‘No,’ he agreed. ‘But I am, and I’m taking full responsibility for this situation.’
* * *
In the end it was the weight of inevitability and responsibility that got to Leila. And the realisation that she’d suspected all along that this might happen. Either this or Alix would have asked her to get rid of the baby. And the fact that he hadn’t...
She put her hand over her belly now, that newly familiar sense of protectiveness rising up. She’d felt it as soon as the doctor had confirmed her pregnancy beyond all question. Along with a welling of helpless love. So this was what her mother had gone through... It put a whole new perspective on her mother, and how brave she’d been to go it alone.
And Leila wasn’t even facing that. She was facing the opposite—a forced marriage to someone who pretty much despised her after she’d told him she’d used him. In a pathetic attempt to save face, to hide how hurt she’d been.
And now she’d have to live with that. But as long as she remembered Alix’s phone conversation she wouldn’t lose her way. He’d never intended this to be anything but a means to an end. And at least he hadn’t fooled her into thinking he’d fallen for her.
Her child would not suffer from the lack of a father as she had done. Feeling rejected. Abandoned. Unwanted. Alix might want this baby purely for what it represented: continuity. But it would be up to Leila to make sure it never, ever knew how ruthless its father was.
‘There, Miss Verughese, see what you think.’
Leila smiled absently at the stylist who’d been waiting with a rail of clothes when Alix had escorted her back through the suite like a recalcitrant child. Someone had also been there to do her hair and make-up.
She looked in the mirror now and sucked in a breath. She looked totally different. Elegant. She wore a fitted long-sleeved dress in soft, silky material. It was a deep green colour, almost dark enough to be blue. It was modest, in that it covered her chest to her throat, but it clung in such a way that made it not boring. It fell from her hips into an A-line shape, down to her knees.

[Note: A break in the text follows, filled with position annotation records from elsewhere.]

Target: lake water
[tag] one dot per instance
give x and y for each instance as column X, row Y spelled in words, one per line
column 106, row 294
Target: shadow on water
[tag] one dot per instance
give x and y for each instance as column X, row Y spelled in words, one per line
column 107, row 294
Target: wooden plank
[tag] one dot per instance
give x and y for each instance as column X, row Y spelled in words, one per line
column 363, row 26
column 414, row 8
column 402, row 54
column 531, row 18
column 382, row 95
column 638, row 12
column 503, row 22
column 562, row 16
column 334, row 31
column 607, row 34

Her hair was up in a chignon, showing off her neck. Her eyes and cheekbones seemed to stand out even more. She put it down to the artful make-up, and not the fact that her appetite had waned in the last month.

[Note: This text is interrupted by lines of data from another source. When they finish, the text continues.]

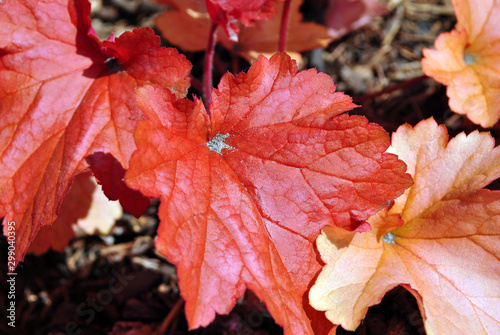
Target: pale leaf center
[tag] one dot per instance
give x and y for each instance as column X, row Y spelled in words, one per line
column 217, row 143
column 388, row 238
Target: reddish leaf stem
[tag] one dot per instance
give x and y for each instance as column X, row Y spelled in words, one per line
column 209, row 61
column 235, row 64
column 284, row 25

She was given a pair of matching high heels. And then Alix appeared. He’d changed suits and was now wearing one with a tie that had colours reflecting those in Leila’s dress. She reeled at the speed with which he’d reacted to the news and been prepared.
‘Please leave us.’
Once again the room emptied as if by magic. Alix’s cool grey gaze skated over Leila and she felt self-conscious. This man was a stranger to her. But a stranger who made her body thrum with awareness.
He held out a velvet box and opened it. Inside was a beautiful pair of dangling emerald and gold earrings. Ornate—almost Indian in their design.
She looked from them to him. ‘They’re beautiful.’
Alix said, ‘They’re part of the Crown Jewels. They were protected by loyalists to the crown while I was in exile. Put them on.’
Leila glared at him.
‘Please,’ he said.
She lifted them out, one by one, and put them on, feeling their heavy weight dangling near her jaw.
‘I have something else...’
Alix was holding out a smaller velvet box. Her heart thumped hard. She’d dreamed of this moment, even though she’d never have admitted it to herself—but not like this. Not with waves of resentment being directed at her.
Alix opened it and she almost felt dizzy for a moment. Inside was the most beautiful ring she’d ever seen.
Five emeralds—clearly very old. Set in a dark gold ring. It was slightly uneven, imperfect.
Leila reached out a finger and touched it reverently. ‘How old is this?’
Carelessly Alix said, ‘Around mid-seventeenth century.’
She looked at him, horrified. ‘I can’t accept this.’
Alix sounded curt. ‘It matches your eyes.’
Something traitorous moved inside her to think of him choosing jewellery because it matched her eyes. That he’d thought about it rather than just picking the first ring he saw.
Alix took the ring out of the box and took up Leila’s left hand.